The stock rose 98.5 percent between Trump's election and its closing high earlier this month, as the Financial Times pointed out on Friday. Just before Friday's close, it was up nearly 81 percent, following a 6 percent slide on the day.
The stock is up about 8 percent since the presidential transition team announced on Dec. 21 that Icahn would serve as "a special advisor" to Trump.
The broader S&P 500 energy sector is up about 7 percent since the election, supported by Trump's fossil fuel-friendly "America First" energy policy.
Icahn controls 82 percent of CVR Energy and has long railed against a federal rule that requires refiners that cannot blend ethanol into gasoline to buy credits instead.
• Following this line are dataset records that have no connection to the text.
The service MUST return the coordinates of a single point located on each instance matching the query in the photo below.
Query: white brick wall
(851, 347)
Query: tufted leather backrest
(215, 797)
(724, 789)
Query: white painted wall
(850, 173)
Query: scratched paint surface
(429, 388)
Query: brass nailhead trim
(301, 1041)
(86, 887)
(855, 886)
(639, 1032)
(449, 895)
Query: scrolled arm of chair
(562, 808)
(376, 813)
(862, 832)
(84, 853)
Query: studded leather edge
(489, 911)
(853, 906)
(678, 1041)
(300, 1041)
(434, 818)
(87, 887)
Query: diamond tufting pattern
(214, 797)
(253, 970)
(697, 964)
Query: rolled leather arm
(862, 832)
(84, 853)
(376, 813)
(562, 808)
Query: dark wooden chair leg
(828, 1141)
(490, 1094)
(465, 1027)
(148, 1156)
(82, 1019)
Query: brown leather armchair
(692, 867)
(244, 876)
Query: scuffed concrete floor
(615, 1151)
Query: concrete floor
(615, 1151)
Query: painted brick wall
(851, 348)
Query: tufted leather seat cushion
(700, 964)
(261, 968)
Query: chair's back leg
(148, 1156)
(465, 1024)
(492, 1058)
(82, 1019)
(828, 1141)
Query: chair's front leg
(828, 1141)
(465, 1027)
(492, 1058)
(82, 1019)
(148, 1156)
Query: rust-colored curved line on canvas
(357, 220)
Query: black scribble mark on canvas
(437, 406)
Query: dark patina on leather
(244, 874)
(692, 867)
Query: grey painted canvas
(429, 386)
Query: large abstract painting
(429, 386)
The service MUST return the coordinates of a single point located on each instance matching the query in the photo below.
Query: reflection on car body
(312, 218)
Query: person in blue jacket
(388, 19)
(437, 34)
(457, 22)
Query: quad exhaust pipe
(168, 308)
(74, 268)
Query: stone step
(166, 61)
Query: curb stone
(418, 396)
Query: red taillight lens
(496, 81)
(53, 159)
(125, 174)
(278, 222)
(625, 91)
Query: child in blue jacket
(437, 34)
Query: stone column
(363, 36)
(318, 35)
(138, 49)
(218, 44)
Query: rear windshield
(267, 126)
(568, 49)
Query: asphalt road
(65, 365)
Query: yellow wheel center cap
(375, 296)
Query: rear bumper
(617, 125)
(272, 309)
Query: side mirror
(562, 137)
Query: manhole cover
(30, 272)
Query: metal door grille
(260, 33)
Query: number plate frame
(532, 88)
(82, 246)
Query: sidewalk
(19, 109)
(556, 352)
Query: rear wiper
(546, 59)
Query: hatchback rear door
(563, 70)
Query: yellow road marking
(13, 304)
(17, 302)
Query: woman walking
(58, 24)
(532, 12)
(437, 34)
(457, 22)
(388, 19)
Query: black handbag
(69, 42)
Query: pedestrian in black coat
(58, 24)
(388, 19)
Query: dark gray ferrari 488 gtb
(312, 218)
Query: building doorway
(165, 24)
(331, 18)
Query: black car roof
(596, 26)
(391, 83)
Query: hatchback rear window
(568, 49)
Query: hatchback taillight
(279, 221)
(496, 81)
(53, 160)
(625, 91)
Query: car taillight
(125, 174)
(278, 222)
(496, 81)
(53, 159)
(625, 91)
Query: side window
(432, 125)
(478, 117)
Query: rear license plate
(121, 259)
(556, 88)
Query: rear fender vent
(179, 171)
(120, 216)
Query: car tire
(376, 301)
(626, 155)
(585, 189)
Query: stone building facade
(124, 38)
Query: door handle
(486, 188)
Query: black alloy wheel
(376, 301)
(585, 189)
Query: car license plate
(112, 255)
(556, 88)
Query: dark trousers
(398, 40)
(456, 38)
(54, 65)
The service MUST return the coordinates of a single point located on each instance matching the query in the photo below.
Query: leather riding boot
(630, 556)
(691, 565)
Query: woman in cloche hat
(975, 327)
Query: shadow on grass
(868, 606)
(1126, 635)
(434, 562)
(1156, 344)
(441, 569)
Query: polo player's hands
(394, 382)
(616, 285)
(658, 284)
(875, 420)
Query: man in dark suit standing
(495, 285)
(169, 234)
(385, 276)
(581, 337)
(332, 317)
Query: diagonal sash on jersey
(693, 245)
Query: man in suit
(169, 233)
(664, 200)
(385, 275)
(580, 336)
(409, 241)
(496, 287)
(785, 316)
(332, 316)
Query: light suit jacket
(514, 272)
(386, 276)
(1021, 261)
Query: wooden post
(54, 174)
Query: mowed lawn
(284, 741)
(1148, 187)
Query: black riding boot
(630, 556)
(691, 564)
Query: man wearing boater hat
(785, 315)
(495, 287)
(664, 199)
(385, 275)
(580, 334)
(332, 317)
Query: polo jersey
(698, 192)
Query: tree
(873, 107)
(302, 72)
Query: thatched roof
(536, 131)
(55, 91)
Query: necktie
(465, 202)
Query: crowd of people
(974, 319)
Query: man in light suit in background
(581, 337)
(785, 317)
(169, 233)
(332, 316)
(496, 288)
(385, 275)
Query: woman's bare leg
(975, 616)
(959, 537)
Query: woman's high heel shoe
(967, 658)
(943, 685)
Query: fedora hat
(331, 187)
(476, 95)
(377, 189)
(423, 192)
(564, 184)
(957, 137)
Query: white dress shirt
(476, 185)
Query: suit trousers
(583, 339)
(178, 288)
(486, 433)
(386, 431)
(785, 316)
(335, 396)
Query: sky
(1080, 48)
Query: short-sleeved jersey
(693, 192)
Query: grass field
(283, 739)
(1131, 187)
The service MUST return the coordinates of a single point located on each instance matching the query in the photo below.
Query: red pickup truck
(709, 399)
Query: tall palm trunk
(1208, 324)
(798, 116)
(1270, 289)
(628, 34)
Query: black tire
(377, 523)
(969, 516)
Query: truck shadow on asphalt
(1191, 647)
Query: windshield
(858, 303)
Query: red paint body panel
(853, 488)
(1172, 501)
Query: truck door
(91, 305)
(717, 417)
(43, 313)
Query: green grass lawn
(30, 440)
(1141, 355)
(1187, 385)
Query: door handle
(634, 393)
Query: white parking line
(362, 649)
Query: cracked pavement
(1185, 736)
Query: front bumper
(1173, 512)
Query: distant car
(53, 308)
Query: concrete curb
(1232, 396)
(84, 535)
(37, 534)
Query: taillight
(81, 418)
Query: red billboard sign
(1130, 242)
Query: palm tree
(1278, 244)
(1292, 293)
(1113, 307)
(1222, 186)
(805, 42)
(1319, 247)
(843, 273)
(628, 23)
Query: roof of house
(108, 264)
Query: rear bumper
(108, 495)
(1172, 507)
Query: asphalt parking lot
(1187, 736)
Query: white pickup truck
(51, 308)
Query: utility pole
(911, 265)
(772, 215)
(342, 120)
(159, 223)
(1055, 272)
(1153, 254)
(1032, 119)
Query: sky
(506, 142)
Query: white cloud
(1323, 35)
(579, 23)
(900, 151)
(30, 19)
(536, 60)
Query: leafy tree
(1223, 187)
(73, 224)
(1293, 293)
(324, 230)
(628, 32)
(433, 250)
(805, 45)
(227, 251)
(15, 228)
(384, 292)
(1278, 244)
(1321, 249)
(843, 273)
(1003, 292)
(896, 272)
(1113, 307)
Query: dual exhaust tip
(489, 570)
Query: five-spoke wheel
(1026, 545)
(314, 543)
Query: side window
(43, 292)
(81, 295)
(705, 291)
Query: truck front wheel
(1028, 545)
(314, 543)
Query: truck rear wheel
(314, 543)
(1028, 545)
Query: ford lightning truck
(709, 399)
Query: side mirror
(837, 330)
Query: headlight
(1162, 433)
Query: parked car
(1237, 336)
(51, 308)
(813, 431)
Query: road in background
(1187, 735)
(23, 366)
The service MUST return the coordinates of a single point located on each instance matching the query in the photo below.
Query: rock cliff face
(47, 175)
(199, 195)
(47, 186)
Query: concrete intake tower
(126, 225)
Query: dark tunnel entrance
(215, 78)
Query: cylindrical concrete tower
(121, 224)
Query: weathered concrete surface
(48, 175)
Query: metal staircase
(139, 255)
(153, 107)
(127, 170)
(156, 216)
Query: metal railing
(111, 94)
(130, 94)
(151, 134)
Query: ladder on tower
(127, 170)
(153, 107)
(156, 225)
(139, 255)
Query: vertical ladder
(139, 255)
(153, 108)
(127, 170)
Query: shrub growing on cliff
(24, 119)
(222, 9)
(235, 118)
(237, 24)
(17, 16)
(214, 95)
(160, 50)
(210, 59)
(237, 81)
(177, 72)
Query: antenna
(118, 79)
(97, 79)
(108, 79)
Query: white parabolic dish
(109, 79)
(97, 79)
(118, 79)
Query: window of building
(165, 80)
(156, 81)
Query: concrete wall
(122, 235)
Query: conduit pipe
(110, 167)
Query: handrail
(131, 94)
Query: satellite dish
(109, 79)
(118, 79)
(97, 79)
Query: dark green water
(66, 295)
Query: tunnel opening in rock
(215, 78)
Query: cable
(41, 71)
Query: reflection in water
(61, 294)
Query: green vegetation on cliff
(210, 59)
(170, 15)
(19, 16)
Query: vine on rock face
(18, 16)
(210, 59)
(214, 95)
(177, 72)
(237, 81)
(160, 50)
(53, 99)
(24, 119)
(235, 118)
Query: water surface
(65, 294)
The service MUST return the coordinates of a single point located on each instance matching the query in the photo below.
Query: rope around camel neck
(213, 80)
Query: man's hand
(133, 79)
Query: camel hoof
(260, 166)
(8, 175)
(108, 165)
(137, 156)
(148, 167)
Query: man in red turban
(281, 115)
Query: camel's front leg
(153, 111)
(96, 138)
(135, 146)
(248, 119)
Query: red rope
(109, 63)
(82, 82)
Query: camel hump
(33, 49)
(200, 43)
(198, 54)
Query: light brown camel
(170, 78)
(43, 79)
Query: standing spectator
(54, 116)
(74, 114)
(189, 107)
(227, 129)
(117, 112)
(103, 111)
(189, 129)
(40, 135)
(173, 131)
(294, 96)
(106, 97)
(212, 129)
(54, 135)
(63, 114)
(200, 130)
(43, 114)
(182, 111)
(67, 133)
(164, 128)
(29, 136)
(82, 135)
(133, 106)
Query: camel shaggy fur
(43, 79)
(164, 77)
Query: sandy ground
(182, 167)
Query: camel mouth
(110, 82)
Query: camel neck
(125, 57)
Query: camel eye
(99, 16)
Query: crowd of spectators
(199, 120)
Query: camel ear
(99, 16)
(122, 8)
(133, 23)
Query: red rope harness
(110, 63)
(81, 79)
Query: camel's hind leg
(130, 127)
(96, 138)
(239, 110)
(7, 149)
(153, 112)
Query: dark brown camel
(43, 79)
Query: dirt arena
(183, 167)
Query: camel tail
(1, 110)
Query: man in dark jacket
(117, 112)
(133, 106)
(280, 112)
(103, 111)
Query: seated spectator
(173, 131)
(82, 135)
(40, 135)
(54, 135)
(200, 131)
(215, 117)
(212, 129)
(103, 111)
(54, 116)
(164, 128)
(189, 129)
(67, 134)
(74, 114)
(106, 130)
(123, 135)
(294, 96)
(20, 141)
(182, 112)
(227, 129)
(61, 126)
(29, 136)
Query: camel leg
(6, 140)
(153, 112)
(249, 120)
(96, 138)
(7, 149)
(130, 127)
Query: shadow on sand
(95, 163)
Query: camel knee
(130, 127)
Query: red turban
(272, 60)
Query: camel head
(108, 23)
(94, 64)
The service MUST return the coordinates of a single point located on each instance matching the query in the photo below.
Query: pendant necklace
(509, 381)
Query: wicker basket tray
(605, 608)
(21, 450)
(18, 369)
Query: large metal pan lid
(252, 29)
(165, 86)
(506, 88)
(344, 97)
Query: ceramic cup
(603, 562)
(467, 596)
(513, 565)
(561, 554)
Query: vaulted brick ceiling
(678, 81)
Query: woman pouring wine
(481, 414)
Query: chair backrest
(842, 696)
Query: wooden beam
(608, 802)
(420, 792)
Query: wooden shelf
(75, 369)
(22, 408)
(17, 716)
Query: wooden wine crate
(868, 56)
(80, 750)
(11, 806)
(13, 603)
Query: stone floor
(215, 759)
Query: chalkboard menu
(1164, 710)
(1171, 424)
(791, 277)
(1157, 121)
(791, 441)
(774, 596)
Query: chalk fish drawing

He has continued to bring up the issue in media appearances since being recruited by Trump.
The rule hurts so-called merchant refiners like CVR Energy because they do not blend fuels, which means they have to buy credits from larger refiners with blending and retail operations, such as Valero Energy and Marathon Petroleum.
Shares of Marathon are up more than 16 percent since the election, while Valero has gained about 15 percent.
To be sure, Valero warned last July that its cost of complying with the Renewable Fuel Standard, largely related to the credits, could double in 2016.
Former White House ethics advisors told CNBC last month that Icahn's role presented a clear conflict because it puts him in a position to influence the president to repeal the regulations and thereby help CVR. That would potentially boost CVR's stock price and enrich Icahn.